The House of Shades

Beth Steel
Almeida Theatre
Almeida Theatre

Emily Lloyd-Saini as Helen , Michael Grady-Hall as the older Jack , Kelly Gough as the older Agnes, Daniel Millar as Eddie , Anne-Marie Duff as Constance and Stuart McQuarrie. as Alistair Credit: Helen Murray
Anne-Marie Duff as the younger Constance and Carol Macready as the older Constance Credit: Helen Murray
Stuart McQuarrie as Alistair and Anne-Marie Duff as Constance Credit: Helen Murray

Beth Steel’s play explores how the personal actions of four generations of one family between 1965 and 2019 contribute to and mirror the shift in society to a more self-centred individualism and a less collectively safe working-class community.

It opens on a small, barely lit room in 1965 where an older woman is washing the dead body of a man. He is the father of Constance, who recalls him beating her with a belt. She would escape his harsh treatment into the dream of becoming a singer, a dream encouraged by a man who went away leaving her to marry Alistair (Stuart McQuarrie), a union committeeman she doesn't really care for, and become the mother of three children, Agnes (Issie Riley), Jack (Gus Barry) and Laura.

When Laura (Emma Shipp), who is said to have ‘learning difficulties’, becomes pregnant, Constance secretly attempts to abort it, a selfish decision which will haunt the family, including the young Jack who accidentally is the only family member who realises what his mother is doing.

He, like his mother, takes the path of self-interest and years later announces that he (Michael Grady-Hall as the older Jack) will break a strike, start his own business and have a long-term relationship with the Tory Helen (Emily Lloyd-Saini).

While he builds his business empire, giving his support to Blair’s New Labour government, the community beyond is increasingly fragmented. By 2019, he employs four thousand but is separated from his partner and has lost contact with the remains of his family till one day, Natalie (Issie Riley), the daughter of his sister Agnes, arrives to tell him his sister is dead and that she can't afford the funeral, something he refuses to help with.

She explains that she earns, “six pounds seventy an hour. I get forty hours one week and a text message giving me ten hours the next.” It leaves her worrying about paying the bills and eating. She points out that many of the surviving firms like his simply employ cheap foreign workers, and then she shocks him by saying she will be voting Tory.

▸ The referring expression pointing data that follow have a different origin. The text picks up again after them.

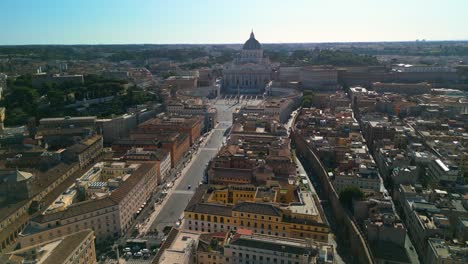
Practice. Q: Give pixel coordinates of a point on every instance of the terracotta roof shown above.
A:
(257, 208)
(119, 194)
(67, 246)
(76, 210)
(213, 209)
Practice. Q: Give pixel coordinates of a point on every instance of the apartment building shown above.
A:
(76, 247)
(300, 219)
(108, 208)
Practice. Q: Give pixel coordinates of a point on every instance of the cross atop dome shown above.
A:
(252, 43)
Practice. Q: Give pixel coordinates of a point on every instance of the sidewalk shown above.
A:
(158, 207)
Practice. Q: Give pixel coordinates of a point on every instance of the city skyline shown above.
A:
(211, 22)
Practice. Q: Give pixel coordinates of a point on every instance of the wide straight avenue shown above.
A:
(184, 188)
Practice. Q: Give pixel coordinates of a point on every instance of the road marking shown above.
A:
(183, 192)
(210, 148)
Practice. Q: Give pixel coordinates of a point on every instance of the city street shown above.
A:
(178, 198)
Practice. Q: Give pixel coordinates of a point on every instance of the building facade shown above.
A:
(250, 72)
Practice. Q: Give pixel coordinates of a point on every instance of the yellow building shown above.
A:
(208, 211)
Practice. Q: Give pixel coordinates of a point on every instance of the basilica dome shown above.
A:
(252, 43)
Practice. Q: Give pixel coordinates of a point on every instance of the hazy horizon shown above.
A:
(138, 22)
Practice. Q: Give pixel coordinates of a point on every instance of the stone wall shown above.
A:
(349, 231)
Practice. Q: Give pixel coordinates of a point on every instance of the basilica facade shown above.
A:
(249, 73)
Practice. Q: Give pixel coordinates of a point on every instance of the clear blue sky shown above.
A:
(229, 21)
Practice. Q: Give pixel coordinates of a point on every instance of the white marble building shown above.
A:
(250, 72)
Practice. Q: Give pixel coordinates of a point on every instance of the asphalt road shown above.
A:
(178, 199)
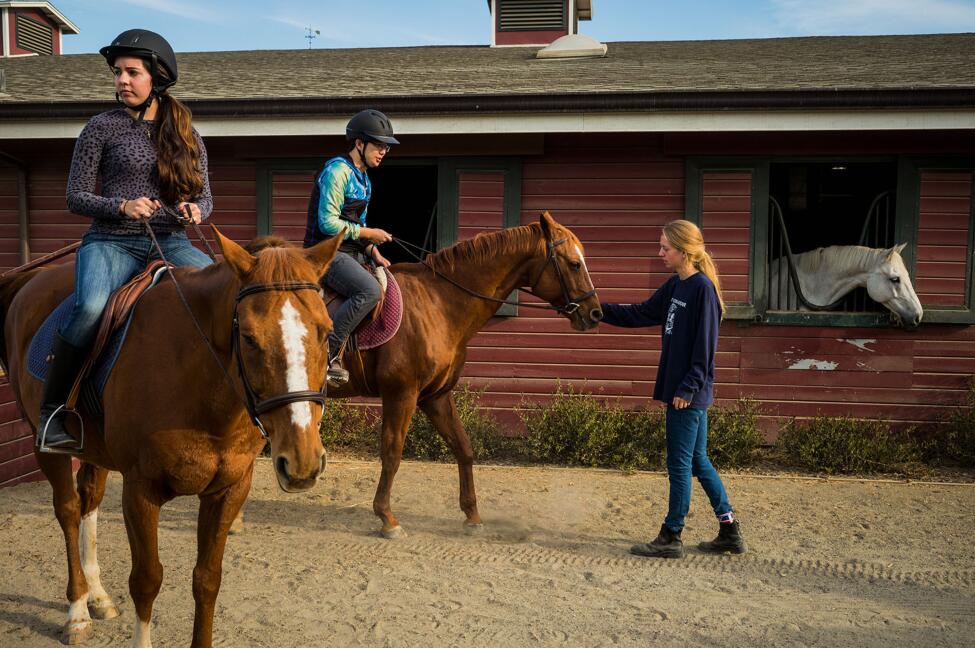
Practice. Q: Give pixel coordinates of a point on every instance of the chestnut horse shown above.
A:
(176, 422)
(421, 364)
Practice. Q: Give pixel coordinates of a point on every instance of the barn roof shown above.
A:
(843, 71)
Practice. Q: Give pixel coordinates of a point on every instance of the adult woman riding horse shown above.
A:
(339, 201)
(148, 155)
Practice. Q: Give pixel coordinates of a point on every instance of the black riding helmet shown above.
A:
(370, 126)
(149, 46)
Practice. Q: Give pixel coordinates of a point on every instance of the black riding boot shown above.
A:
(65, 365)
(337, 374)
(729, 540)
(667, 544)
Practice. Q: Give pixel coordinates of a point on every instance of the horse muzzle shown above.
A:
(290, 482)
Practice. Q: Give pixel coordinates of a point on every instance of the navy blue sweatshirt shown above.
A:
(690, 312)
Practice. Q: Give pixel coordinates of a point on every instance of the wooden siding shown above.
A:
(289, 205)
(726, 224)
(943, 238)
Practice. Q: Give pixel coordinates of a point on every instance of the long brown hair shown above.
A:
(686, 237)
(177, 153)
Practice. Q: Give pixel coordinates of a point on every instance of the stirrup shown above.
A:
(76, 449)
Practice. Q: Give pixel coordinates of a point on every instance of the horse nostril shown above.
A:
(281, 465)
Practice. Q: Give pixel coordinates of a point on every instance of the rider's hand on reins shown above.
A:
(140, 208)
(188, 213)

Although the play’s perspective will chime with the pessimism of many on the liberal left, its expression is marred by a number of weaknesses. The sheer range of characters, including the ghosts of family members and Nye Bevin (Mark Meadows), along with the changing family situation makes it difficult to find the play’s focus.

The cast is impressive, and Anne-Marie Duff gives a spectacular performance as the assertive, selfish, working-class mother with romantic yearnings that she sometimes expresses through song. But her leisurely conversations with ghosts and others contrast sharply with the political discussions that are so briskly rushed through, you might wonder if the director wanted to banish them completely.

This ambitious play, running at nearly three hours, never really gives us the space to see how characters beyond Constance or events in their lives develop. It is perhaps for the moment simply en route to something that will one day more clearly help us understand how we got to 2019.